Me he detenido. He respirado y dado la vuelta para mirarla otra vez. Seguía allí, hierática, erguida, soberbia, rodeada en su cintura por un anillo núbeo, recortándose contra el cielo azul.

La montaña parecía seguir con imaginarios ojos pétreos mi huida de ella, no habría sabido decir si con mofa o con tristeza, al fin y al cabo no era más que una mole caliza. Sí, me había dado miedo y huía de ella. Ella había ganado, y yo naturalmente había perdido.

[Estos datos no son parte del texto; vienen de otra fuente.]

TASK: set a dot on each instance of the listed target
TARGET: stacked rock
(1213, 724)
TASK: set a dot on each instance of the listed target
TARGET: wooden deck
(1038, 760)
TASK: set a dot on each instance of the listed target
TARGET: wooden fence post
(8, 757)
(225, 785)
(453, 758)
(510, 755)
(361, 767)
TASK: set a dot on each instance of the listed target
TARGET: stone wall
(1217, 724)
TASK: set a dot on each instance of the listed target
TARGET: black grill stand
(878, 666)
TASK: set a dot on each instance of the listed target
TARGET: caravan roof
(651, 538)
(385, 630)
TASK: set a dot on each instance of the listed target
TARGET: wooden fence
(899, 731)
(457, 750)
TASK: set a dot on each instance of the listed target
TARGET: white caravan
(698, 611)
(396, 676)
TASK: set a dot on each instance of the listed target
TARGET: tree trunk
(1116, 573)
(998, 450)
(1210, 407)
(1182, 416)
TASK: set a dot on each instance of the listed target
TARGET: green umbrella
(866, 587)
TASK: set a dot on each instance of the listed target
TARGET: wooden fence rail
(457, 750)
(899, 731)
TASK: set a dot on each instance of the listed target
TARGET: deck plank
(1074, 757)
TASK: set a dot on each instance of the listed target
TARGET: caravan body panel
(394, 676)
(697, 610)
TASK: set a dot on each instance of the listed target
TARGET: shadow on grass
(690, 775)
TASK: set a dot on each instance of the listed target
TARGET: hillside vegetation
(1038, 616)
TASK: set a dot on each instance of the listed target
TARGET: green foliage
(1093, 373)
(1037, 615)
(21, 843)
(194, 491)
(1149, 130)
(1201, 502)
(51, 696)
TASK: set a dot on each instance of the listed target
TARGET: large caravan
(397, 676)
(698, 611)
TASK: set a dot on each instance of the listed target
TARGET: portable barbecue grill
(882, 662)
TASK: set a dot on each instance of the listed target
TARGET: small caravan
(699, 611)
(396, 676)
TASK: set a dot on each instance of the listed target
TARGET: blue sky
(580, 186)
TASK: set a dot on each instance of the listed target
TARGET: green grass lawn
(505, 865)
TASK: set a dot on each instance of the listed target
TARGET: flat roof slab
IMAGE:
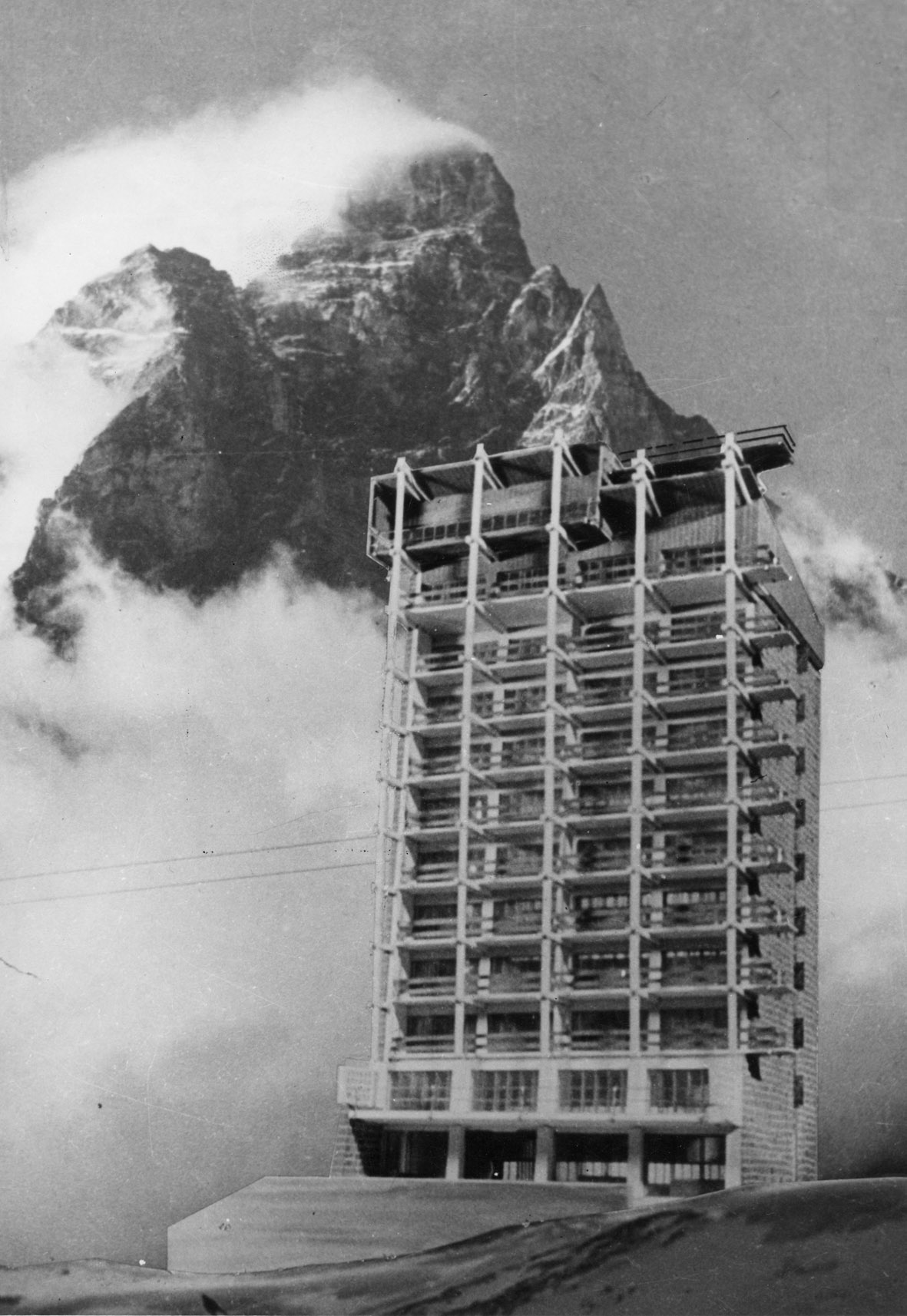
(276, 1223)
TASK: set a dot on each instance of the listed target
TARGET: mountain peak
(256, 418)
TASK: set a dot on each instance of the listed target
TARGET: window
(420, 1090)
(593, 1090)
(506, 1090)
(678, 1090)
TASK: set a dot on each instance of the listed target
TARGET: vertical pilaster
(465, 740)
(455, 1140)
(635, 1169)
(731, 650)
(641, 490)
(551, 745)
(385, 853)
(544, 1166)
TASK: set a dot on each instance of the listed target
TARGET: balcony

Mientras la miraba, sentí una punzada de rabia. Había pasado varios meses planeando mi expedición en solitario a fin de coronarla como un remedio espiritual, o mental, no lo sé, no me importa, contra mi estado anímico en el que primaba la ansiedad y merodeaba, como un necrófago alado, la depresión. Estaba harto de pastillas y miedos pasajeros. No soy idiota y sé que mi montaña, mi reto, no está ahora frente a mí, sino en mi interior. Mi montaña, mi cima, son mis miedos, mis fobias, mi falta de libertad real. Sin embargo, aquel macizo calcáreo era para mí un reto iniciático, un desafío espiritual. Sí, sentía rabia y un atisbo de rebelión interior asomó de entre mis cenizas mentales.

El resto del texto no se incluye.